The previous section has established that modern ANNs have the capability to solve complex and nonlinear problems due to hidden layers in their structure. This feature of ANNs, while allowing them to generate accurate predictions, is inherently problematic for social scientists. Usually, social scientists seek to understand the relationship between two or more variables, i.e., to answer a question like “Are X and Y related?” or “Does X have a significant effect on Y?” Meanwhile, the goal in machine learning is to be able to predict what will happen in the future. In machine learning, the most important question is “Can I approximate Y if I know X?” Hence, in machine learning, models are developed on sets of data where X (features or independent variables) and Y (outputs or dependent variables) are known. The models are evaluated by supplying them with previously unseen batches of Xs and seeing how accurately they can predict Y. Therefore, the metrics on which models are evaluated are not the statistical significance of individual variables but various metrics used to estimate how well the model fits the data. In classification exercises, they can be accuracy scores (correctly classified cases/total number of cases), and in regression tasks – R².

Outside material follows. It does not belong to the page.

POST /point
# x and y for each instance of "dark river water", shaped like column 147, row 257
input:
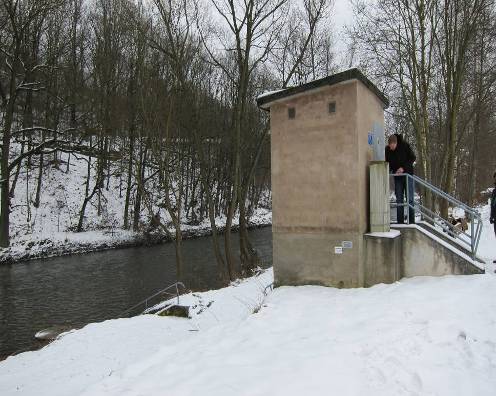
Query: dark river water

Hidden layers in ANNs make it impossible to tell exactly how the inputs and outputs are related. ANNs can determine whether it is possible to correctly predict/estimate the output given by a particular input, but what exactly happens “under the hood,” or how exactly a particular input feature influences the output, remains unknown and impossible to determine. Only in recent years there has been some success in demonstrating what happens in the hidden layers of the neural network. For instance, “TensorFlow Playground”⁸ does a wonderful job visualizing MLP performance, but it is limited to a small number of data sets and few model parameters.

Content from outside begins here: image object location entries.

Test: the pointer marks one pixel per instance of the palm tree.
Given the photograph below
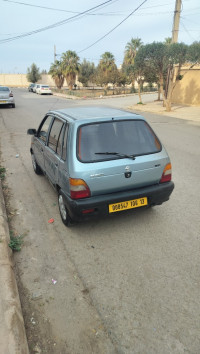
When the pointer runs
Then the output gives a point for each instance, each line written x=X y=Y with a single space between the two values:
x=129 y=58
x=57 y=74
x=107 y=71
x=131 y=50
x=70 y=67
x=107 y=61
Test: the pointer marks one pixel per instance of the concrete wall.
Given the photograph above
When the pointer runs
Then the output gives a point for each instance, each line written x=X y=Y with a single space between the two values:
x=187 y=90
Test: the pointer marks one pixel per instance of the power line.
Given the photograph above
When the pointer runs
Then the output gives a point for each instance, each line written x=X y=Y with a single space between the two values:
x=112 y=28
x=54 y=9
x=60 y=23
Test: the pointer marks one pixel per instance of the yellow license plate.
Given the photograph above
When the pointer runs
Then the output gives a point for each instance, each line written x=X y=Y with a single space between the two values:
x=129 y=204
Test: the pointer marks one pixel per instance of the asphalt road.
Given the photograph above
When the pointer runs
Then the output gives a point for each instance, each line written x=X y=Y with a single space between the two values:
x=126 y=284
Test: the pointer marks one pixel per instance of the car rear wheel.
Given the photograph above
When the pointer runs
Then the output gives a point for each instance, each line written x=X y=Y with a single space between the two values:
x=63 y=211
x=36 y=167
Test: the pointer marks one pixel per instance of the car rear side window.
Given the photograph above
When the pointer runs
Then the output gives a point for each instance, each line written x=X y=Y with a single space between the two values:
x=97 y=141
x=43 y=129
x=55 y=134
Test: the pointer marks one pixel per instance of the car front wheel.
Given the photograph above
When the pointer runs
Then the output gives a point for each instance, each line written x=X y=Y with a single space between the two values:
x=63 y=211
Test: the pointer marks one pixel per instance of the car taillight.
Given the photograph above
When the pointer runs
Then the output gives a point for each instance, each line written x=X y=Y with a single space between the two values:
x=167 y=174
x=78 y=188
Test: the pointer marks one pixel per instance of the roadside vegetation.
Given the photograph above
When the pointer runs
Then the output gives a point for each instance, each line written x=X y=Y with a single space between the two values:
x=144 y=68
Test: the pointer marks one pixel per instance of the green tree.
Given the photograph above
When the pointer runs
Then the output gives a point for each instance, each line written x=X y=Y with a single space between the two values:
x=86 y=72
x=70 y=67
x=33 y=73
x=57 y=74
x=107 y=71
x=193 y=55
x=129 y=57
x=152 y=60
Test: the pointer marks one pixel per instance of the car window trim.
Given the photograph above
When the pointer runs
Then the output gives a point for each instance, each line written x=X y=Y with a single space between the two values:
x=114 y=157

Furthermore, such an inability to pinpoint exactly how the input affects the output and whether this effect is significant makes ANNs not very useful in answering questions typically posed in social scien­ce research. Let us consider a question whether a person’s physical height affects workplace success and income.⁹ To answer this question, we would like to not only explain variations in workplace success and income using a model, which, among other things, uses a variable for a person’s height, but we would also be interested in whether height exercises a significant individual effect even when controlling for various background characteristics (such as age, gender, and education). To answer this question, we would have to turn to familiar statistical modelling, most likely a form of linear regression, and ANNs would be of little help. However, it is very likely that given the same inputs, an ANN model would be able to predict workplace success or income and that the ANN model would have better explanatory power (higher R²) than the linear regression.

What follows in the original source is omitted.